All of these things changed me. I mean let’s face it; I have thousands of people to thank for helping me stay alive. Not to mention, on October 17th I wake up celebrating like it’s a new birthday. However, it humbles me to know that out there somewhere there is a family not celebrating. They are mourning because their daughter passed away that day. I have to live with that too, and it gives me a certain responsibility as man. I must do better for her. It was her selfless and thoughtful decision of being an organ donor that saved my life. I was on the verge of dying. I could barely breathe. Since then, I have been to Italy again after 19 years of not being able to fly that far. I have finished producing my documentary to bring awareness to being an organ donor. I am a UNOS ambassador and have dedicated a part of my life to bringing awareness to the importance of being an organ donor. I have watched my nieces and nephews grow up and celebrate numerous graduations, birthdays, confirmations, etc. I have recently been cast in Fargo Season 4 as a series regular which was filmed in Chicago. I have continued to pursue a career as residential realtor. I have walked mountains and beaches that only these new lungs could take me. All of this and much more in the past five years give me a sense of gratitude that I wake up with everyday.

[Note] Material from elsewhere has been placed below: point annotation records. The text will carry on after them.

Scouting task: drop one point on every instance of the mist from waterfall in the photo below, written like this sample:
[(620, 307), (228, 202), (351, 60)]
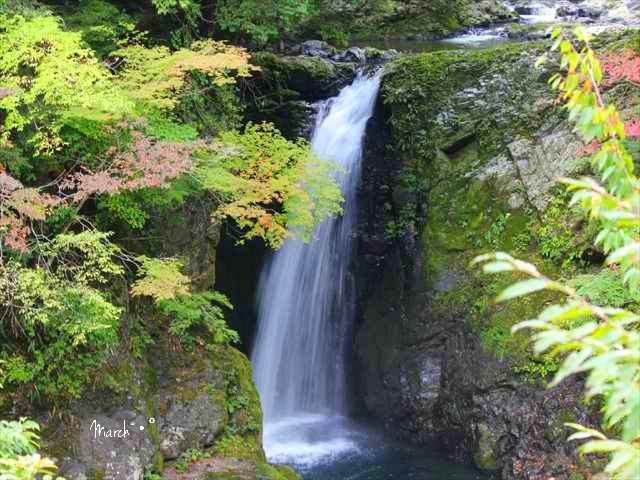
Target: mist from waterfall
[(306, 302)]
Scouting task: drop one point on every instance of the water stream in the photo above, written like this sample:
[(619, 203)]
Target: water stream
[(305, 313)]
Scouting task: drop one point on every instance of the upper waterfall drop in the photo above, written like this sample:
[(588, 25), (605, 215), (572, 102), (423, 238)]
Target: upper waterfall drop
[(306, 294)]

However, the thing I am most proud of is the non-profit I started three years ago after I came back from Italy. I had to find a way to give back to the world like the world gave to me. My purpose became THE BREATHE LIKE A BOSS FOUNDATION. My non-profit offers exercise grants to anyone with Cystic Fibrosis or post-transplant patients in California or Illinois. Exercise was a huge thing for my health. What better way to help to CF community than offering to pay for gym memberships or buying exercise equipment for their home. Our website is and that is where one can make a donation or apply for a grant. Currently, I am still trying to work through these difficult times. However, my immune suppressants have led to kidney failure. I am on a kidney transplant list at Loyola Hospital in Chicago, and am currently looking for a kidney donor. I have started dialysis and have found a way to make my health and my responsibilities work together. I know I will have challenging times ahead again. That being said, I am grateful for this gift of life that was already given to me. I still wake up every day thinking I am living a dream.